How Old Is That Data?

The explosion of data is a storage burden that all system administrators bear. The agedu tool lets you discover what data is being used.

One of the fundamental theorems of system administration is: “Users will find a way to use space faster than new space can be added to systems.” The corollary to this theorem is: “Users will always insist that all of their data is critical and must be retained online.” To help system administrators get their arms around the data boom, they can use tools that scan filesystems to determine how much data is being used and to “age” data.

In this article, I want to introduce an essential admin application named agedu that you can use to get a snapshot of the age of files and directories. From this information, you can get a general sense of what directories have older data that hasn't been accessed (or modified) in a while. It can also be used in scripts to create reports about systems or simply to understand what’s going on with your storage, even on your desktop or laptop.

Studies of Data Age

A few years ago, a study from the University of California, Santa Cruz, and NetApp examined CIFS storage within the NetApp company. Part of the storage was deployed in the corporate data center where the hosts were used by more than 1,000 marketing, sales, and finance employees. The second part of the storage was a high-end file server deployed in the engineering data center and used by more than 500 engineering employees. From this study, a few observations can be made:

  • Workloads are more write oriented
  • Files are 10x bigger than in previous studies
  • Files are rarely reopened: >66 percent are reopened just once and 95 percent are opened fewer than five times
  • <1 percent of clients account for 50 percent of requests
  • >76 percent of files are opened by just one client
  • Only 5 percent of files are opened by multiple clients, and 90 percent of those are read just once

The big Vegas finish for the study was that more than 90 percent of the active storage was untouched during the study.

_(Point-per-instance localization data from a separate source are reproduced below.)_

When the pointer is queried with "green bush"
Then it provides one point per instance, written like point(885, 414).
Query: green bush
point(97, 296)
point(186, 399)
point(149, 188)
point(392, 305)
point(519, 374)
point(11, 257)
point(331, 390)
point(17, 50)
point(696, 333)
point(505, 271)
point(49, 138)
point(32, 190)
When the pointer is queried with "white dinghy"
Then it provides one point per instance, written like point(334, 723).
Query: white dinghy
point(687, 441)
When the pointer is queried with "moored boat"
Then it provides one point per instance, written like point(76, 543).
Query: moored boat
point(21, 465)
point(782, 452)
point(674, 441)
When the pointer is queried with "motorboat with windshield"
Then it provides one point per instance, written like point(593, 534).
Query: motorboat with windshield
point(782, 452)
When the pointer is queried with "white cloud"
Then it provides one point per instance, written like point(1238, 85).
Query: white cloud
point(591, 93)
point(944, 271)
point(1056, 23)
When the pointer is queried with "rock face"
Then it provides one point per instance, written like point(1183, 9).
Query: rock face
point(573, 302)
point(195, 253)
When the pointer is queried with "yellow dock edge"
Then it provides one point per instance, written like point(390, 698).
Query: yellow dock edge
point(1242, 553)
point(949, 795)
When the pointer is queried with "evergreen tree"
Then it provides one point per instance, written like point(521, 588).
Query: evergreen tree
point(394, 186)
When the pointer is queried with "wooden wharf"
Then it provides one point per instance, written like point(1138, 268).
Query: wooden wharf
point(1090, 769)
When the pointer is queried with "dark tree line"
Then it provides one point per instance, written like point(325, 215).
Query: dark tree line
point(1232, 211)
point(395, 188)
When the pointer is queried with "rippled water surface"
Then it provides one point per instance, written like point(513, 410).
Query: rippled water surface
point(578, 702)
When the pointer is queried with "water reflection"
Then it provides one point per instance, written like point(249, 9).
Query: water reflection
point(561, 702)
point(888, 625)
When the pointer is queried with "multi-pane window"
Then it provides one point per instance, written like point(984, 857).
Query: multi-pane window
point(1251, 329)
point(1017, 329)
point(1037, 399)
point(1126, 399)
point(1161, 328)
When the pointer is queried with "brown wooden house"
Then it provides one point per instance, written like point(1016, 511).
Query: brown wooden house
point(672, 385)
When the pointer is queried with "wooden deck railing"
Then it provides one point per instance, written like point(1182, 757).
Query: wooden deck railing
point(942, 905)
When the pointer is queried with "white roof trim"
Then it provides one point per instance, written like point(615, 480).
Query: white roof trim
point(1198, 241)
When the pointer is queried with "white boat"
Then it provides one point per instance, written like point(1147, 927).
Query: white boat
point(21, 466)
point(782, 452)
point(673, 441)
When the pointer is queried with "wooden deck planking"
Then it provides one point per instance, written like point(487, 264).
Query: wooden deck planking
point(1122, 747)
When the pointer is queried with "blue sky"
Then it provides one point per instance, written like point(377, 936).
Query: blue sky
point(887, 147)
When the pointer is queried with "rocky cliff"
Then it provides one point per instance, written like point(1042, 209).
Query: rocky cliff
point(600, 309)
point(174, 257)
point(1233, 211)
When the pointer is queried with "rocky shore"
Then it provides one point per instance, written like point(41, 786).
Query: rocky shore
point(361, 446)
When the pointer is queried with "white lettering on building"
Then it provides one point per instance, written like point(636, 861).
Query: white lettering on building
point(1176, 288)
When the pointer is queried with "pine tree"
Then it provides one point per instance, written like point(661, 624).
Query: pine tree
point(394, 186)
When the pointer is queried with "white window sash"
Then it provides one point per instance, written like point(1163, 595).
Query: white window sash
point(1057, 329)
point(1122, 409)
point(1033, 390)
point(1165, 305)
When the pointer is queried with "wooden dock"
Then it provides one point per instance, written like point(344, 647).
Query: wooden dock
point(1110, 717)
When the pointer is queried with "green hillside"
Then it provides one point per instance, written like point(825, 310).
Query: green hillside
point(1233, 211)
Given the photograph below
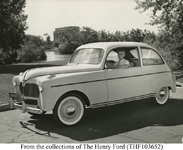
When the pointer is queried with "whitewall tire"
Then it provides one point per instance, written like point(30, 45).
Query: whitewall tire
point(162, 96)
point(69, 109)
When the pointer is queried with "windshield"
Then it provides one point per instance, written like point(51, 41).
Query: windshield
point(87, 56)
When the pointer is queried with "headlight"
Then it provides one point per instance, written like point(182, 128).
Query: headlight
point(14, 82)
point(40, 86)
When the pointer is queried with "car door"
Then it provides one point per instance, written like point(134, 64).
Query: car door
point(124, 84)
point(156, 73)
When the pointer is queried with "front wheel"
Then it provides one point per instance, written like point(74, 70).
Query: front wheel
point(162, 96)
point(69, 109)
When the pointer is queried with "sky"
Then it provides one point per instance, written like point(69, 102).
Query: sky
point(109, 15)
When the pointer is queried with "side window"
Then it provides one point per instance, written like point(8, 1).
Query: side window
point(150, 57)
point(111, 59)
point(123, 56)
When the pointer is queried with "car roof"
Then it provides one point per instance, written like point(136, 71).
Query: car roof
point(107, 45)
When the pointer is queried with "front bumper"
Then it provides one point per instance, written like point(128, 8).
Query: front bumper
point(22, 106)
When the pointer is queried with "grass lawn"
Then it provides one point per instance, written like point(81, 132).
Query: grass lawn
point(7, 72)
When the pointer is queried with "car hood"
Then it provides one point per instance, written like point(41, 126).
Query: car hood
point(58, 70)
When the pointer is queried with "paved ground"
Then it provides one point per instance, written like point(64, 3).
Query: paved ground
point(134, 122)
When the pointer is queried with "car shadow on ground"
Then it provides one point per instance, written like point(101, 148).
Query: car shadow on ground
point(113, 120)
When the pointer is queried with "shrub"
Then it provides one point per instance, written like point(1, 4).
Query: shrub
point(30, 53)
point(4, 58)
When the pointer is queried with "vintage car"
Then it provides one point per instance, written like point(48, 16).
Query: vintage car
point(89, 80)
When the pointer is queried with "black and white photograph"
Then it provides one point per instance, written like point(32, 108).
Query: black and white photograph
point(91, 74)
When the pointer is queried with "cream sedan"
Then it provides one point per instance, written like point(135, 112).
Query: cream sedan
point(91, 80)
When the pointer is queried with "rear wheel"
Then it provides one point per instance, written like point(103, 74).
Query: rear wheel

If you combine these results with those of other studies, it becomes apparent that users are creating more data than before, they are keeping it around, and they are not reusing too much of it. However, if you ask the users, they will naturally tell you that all of the data is important and cannot be erased. If the data hasn't been touched in two years, is still needed? To answer that question, you need to be able to scan a user’s filesystem(s) to determine the age of files.

Data Comes in All Ages

On *nix systems, “age” is not a single number. Age of a file or directory is measured in three ways:

  • change time(ctime)
  • access time (atime)
  • modify time (mtime)

The first, ctime, is the time that changes were last made to the file or directory’s inode. This can include changes to the data, file or directory permissions, file or directory ownership, and so on. The ctime can be viewed with the command, ls -lc. The second time, atime, is the time the file was last accessed. The access times can be found with the command ls -lu. The third time, mtime, is the modify time, or the time the actual file contents were changed. You can view the modify time with the command ls -l. To get all of the information in a quasi-readable format, you can use the stat command in Linux.

When talking about the "age" of a file, you need a precise definition. Does the discussion concernctime, atime, or mtime? Do you need to take into consideration a combination of the three metrics? Are you interested in the oldest time, regardless of the metric (i.e., max[em>ctime, atime, mtime] )?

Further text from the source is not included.